Though corn flour and cornstarch are quite similar, they aren't quite the same thing. While corn flour is made using the entire corn kernel, corn starch only uses the starchy part of the kernel. The end result is a fine, white powder that acts as an excellent thickener.

Ground Tortilla Chips

As crazy as it sounds, ground tortilla chips can be used to replace cornmeal in some recipes. Simply crush a few handfuls of chips into a food processor and grind until you reach your desired texture. Most tortilla chips have added salt, so be sure to reduce or omit salt from the recipe.

Masa Harina

Masa harina is a type of corn flour or direct translates into "dough flour" and is best known for making tortillas and tamales. This type of flour is made from dried corn kernels that are cooked and soaked in a solution to make hominy.
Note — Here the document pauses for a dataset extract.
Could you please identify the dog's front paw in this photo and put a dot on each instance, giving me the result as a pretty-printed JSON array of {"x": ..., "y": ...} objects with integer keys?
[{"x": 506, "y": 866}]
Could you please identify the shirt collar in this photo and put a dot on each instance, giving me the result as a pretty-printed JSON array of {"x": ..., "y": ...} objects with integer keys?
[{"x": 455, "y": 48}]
It is then rinsed, dried, and ground into fine powder. If you are going with this substitute, note that it will add some sour flavor to your dish.
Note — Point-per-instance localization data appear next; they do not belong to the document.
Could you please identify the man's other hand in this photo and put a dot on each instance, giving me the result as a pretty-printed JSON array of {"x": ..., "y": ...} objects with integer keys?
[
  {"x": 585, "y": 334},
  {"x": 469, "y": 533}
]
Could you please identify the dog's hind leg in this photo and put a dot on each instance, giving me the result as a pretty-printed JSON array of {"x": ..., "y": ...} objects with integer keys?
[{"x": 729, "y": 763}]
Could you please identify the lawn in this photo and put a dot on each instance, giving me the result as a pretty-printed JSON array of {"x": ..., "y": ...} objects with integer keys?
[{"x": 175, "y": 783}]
The Best Non-Corn Substitutes for Cornmeal

Looking for a cornmeal substitute that doesn't contain any corn? While you won't always be able to successfully use these substitutes for cornmeal when it's the main ingredient— such as in a batch of delicious homemade tortillas or cornbread— these replacements should work in a pinch for most recipes.

So if you're allergic to corn or just don't love the flavor, check out these convenient non-corn substitutes for cornmeal.


Breadcrumbs are one of the best corn-free cornmeal substitutes. Texturally, they make a great alternative, but they won't add the same corn flavor. Plus, they're incredibly versatile.


Semolina is a grainy flour made from durum wheat. While it can't recreate the corn flavor, it'll add a delicious nutty, earthy flavor all of its own. We recommend slightly increasing the amount called for in the recipe.

Wheat Flour

When in doubt, there's always wheat flour. It'll create roughly the same texture but will add a totally different flavor. Gluten-free kitchens can substitute wheat flour alternatives like rice flour or polenta flour instead.

Ground Flaxseed

If you're looking to add a crunchy texture to a baking recipe, ground flaxseed can do just the trick. Plus, the nutrient-dense seeds will add a dose of fiber, protein, and fatty acids.

Ground Oats

Ground oats can also help recreate the texture of cornmeal. And heads up, they'll add a different flavor than cornmeal but being lower in carb than bread crumbs! Coarsely grind the ground oats in a blender or food processor until they reach your desired consistency.